PRESS BRIEFING ON INDIGENOUS ISSUES
Press Briefing |
Press BRIEFING ON INDIGENOUS ISSUES
The Beijing Platform of Action and other international instruments may have recognized indigenous women, but little had been done to change their often desperate situations, a member of the United Nations Permanent Forum on Indigenous Issues told correspondents at a Headquarters briefing this afternoon.
Economically, the forces of globalization had pressured indigenous people to open up their communities and extract their resources in the name of reducing poverty and boosting economic growth, said Victoria Tauli-Corpuz. “But such actions have simply caused more poverty and increased indigenous alienation.”
Ms. Tauli-Corpuz was joined by Lucy Mulenkei, Chair of the African Indigenous Women’s Organization, and Rigoberta Menchú Túm, 1992 Nobel Peace Laureate and President of the Fundación Rigoberta Menchú Túm, an organization promoting indigenous social, economic, cultural and land rights in Guatemala.
In the educational field, Ms.
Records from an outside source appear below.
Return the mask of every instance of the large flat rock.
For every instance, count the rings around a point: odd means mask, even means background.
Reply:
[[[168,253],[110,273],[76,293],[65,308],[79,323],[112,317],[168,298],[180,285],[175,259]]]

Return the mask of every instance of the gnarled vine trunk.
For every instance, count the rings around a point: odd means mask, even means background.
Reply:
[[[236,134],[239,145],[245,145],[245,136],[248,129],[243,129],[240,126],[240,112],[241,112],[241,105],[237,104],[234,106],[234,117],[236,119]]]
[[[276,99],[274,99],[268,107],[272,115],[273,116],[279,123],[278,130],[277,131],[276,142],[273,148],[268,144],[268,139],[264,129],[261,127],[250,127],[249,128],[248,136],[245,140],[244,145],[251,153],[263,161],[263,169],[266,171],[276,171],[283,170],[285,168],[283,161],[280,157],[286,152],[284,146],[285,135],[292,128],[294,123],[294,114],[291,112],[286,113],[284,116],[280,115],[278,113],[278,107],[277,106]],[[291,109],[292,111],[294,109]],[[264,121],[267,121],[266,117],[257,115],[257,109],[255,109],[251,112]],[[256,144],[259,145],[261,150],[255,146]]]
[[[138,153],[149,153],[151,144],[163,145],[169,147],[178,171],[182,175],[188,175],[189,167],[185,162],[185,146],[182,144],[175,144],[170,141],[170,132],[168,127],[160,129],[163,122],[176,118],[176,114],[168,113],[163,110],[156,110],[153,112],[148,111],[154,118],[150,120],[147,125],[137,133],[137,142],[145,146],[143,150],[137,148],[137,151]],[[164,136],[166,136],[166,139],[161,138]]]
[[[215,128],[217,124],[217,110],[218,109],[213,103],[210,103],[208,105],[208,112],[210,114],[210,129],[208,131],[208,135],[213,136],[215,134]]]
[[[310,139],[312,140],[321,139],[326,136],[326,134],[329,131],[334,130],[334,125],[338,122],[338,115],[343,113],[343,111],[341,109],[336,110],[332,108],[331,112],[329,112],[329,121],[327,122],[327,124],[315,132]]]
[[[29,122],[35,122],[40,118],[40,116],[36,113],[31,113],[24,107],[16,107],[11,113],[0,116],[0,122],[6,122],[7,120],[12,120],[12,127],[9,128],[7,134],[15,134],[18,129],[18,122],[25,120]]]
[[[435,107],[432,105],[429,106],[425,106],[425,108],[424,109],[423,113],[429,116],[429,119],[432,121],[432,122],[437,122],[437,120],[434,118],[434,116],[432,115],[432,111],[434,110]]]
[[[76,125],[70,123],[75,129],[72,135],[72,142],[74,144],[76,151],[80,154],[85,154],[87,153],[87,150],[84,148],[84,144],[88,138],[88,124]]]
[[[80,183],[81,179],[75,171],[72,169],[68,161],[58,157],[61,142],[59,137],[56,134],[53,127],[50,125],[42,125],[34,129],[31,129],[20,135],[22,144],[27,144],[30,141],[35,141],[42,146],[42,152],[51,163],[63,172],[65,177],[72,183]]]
Tauli-Corpuz continued, research had shown that many indigenous girls had continued to drop out of school due to discrimination or violence in the classroom or their communities. In addition, school curricula had remained culturally insensitive, forcing indigenous people to assimilate and forgo their identities, rather than reinforcing their values and world views.
The situation was worse in Africa, where most nations failed to recognize the very existence of indigenous identities or rights, said Ms. Mulenkei. Indigenous land was often encroached upon, and women were marginalized through poverty, conflict, violence, and a dire lack of information and awareness.
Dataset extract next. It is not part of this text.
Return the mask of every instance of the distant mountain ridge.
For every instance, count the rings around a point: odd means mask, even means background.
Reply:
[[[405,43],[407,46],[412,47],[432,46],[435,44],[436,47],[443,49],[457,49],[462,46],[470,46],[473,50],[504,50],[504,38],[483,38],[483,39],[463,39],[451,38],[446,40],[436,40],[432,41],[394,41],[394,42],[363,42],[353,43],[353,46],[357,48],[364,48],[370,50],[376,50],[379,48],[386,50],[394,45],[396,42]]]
Internationally, she noted that indigenous women were working through the ongoing Commission on the Status of Women to bring their issues to light. In addition, the African Commission on Women and Indigenous Rights had formed a working group in the African Union, while development of the Permanent Forum on Indigenous Issues had been a huge step forward.
Ms. Túm added that indigenous peoples were not “begging” for their rights, but were fighting for them through proposals they had presented to the Commission. Indigenous people, especially women, had continued to suffer from racism and exclusion, mainly due to cultural values which would not change overnight. “The most important thing to us is the vision of inclusion”, she stressed.
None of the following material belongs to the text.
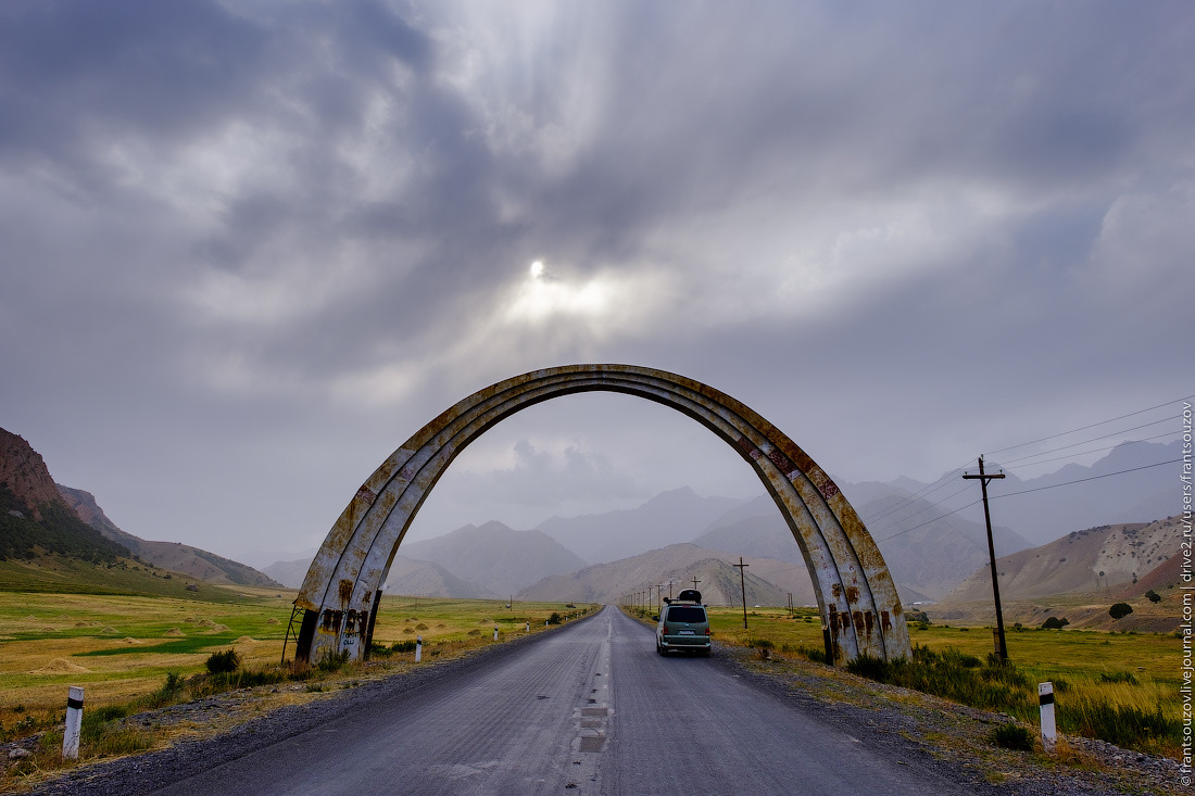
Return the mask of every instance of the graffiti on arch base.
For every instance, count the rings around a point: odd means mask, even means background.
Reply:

Responding to a question about the number of indigenous women attending the Commission, Ms. Tauli-Corpuz said it was low –- only 60 from more that 70 countries with indigenous women -- due to insufficient resources. Ms. Mulenkei added that many indigenous women, in attempting to attend both the Commission and meetings of the Permanent Forum, also faced difficulties in obtaining visas to enter the United States.
Another correspondent asked whether indigenous people should be given priority within the framework of the Millennium Development Goal to halve poverty by 2015. Ms. Tauli-Corpuz emphasized that they should, but added that indigenous people were often bypassed in favour of the dominant population, sacrificed in the name of the majority. Ms. Mulenkei added that indigenous people often remained invisible due to the lack of segregated poverty statistics.
To another query, Ms. Mulenkei noted that many indigenous communities suffered from a “deficit in democracy” due to male-dominated traditional structures and laws. Women, for example, were often barred from inheriting property. Indigenous people were striving to change that imbalance, she said, addressing it in any way they could within their own communities.
In response to a question on the difference between African indigenous people and those from other regions, Ms. Mulenkei said many countries in other regions had revised their constitutions to recognize indigenous people, but only South Africa and Cameroon had made similar arrangements in her continent. Other African nations continued to ignore indigenous claims, asserting that all people in the continent were indigenous.